I’ve probably seen a dozen races like the one Sunday at Michigan International Speedway. A rough estimate is I saw 37 Cup races there in 20 seasons.
One of the ones I missed was like Kevin Harvick’s Sunday beatdown. I had just been released from the only hospital into which I have been admitted since my birth. It was 19 years ago. I watched it on TV through what Tom T. Hall called “a medicated fog.”
It could be that fans started demanding that every race be a classic when NASCAR and TV started promising them.
Maybe, in the Age of Trump, everyone is just mad at one another.
Next month my alma mater, Furman University, is going to play Clemson. If the Tigers win 52-0, I don’t expect any of my Clemson-fan friends to claim it was a crummy game. They might claim Clemson didn’t play well.

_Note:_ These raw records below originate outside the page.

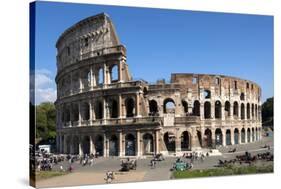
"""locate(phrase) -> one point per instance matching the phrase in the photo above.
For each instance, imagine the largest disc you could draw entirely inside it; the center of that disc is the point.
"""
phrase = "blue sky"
(160, 42)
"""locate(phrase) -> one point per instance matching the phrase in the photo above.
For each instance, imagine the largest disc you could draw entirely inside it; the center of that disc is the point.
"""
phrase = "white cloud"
(45, 87)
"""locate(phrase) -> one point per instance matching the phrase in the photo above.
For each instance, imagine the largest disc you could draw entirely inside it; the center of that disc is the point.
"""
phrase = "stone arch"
(253, 134)
(248, 111)
(185, 106)
(207, 94)
(86, 145)
(130, 107)
(227, 109)
(196, 108)
(218, 137)
(208, 137)
(99, 110)
(217, 109)
(242, 112)
(242, 96)
(130, 145)
(75, 112)
(148, 144)
(85, 111)
(153, 107)
(113, 73)
(100, 76)
(236, 136)
(99, 141)
(76, 142)
(169, 140)
(228, 137)
(248, 135)
(243, 136)
(207, 110)
(169, 105)
(113, 108)
(185, 141)
(113, 146)
(235, 109)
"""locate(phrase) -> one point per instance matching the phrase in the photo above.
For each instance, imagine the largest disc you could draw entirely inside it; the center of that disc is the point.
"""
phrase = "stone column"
(80, 146)
(156, 149)
(222, 112)
(223, 137)
(120, 75)
(137, 105)
(232, 136)
(138, 152)
(79, 112)
(120, 113)
(80, 83)
(120, 144)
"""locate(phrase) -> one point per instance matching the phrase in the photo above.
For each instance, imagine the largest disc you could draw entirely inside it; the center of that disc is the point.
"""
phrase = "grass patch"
(39, 175)
(231, 170)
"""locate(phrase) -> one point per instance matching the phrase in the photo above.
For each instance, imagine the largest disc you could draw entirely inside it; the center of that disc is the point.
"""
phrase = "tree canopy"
(46, 122)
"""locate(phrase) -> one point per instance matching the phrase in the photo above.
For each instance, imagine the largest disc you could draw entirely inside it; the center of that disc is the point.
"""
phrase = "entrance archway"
(236, 136)
(113, 146)
(99, 145)
(208, 138)
(185, 141)
(228, 137)
(218, 136)
(148, 145)
(130, 145)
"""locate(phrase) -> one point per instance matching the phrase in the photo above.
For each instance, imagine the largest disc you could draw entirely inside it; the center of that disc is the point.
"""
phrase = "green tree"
(45, 121)
(267, 112)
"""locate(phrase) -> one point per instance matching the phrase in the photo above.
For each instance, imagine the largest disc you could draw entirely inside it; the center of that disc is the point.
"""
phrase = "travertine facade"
(100, 108)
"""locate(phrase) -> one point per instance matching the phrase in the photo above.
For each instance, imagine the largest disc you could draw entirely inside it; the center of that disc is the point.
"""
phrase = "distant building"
(101, 109)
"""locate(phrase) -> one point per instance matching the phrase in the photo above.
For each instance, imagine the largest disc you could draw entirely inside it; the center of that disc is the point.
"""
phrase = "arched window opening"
(196, 108)
(113, 146)
(243, 136)
(207, 110)
(153, 108)
(242, 96)
(227, 109)
(185, 107)
(236, 136)
(242, 111)
(99, 145)
(86, 111)
(99, 110)
(113, 108)
(169, 105)
(75, 112)
(169, 139)
(114, 74)
(148, 145)
(207, 94)
(217, 109)
(130, 145)
(130, 107)
(228, 137)
(248, 111)
(185, 141)
(218, 137)
(100, 76)
(235, 109)
(208, 138)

In my stock-car-writing prime, I mostly made my own schedule. A couple years, when I was popular and the syndication profitable, I went to every single race. I usually went to Michigan because it was fun to play my guitar at Captain Chuck’s, and to go to lake-side gatherings, and see the Tigers.
Michigan, I think, has the friendliest people inside the track and the meanest troopers outside the track. Don’t get mad. I base it solely on personal experience.
Next up is Bristol, where I missed only one race and it was for the reason cited in the second paragraph. I think I could have made it, but I was still I a weakened conditions, and doctors I no longer remember advised against it. I hate I didn’t have perfect attendance at Bristol.
Now it’s Bristol (Baby), the same way Harry Caray couldn’t say Lee Smith’s name without putting “Biiiiigggg” in front of it.
Now that I am exiled, I know TV announcers much better, and I think it would be wonderful if every single one of the didn’t use first and last name on every reference.
Kyle Busch is closing in on Martin Truex Jr. (pronounced ‘Trex’), but, oh, no, here comes Kevin Harvick. Kevin Harvick is within a car length (five) of Kyle Busch, and Kevin Harvick and Kyle Busch are going to set sail for Martin Truex Jr.
Right you are.
I miss Bristol (Baby) Intergalactic Colosseumway. From outside at night, with the rotary hum whipping up tornadoes from within, it seems as if the Alien Mothership is revving up its Veluvian Generators and charting course to the opposite end of the galaxy, where, presumably, Kyle Busch will be examined closely.
“Meanwhile, the earthlings continue to go around and around, My Lord.”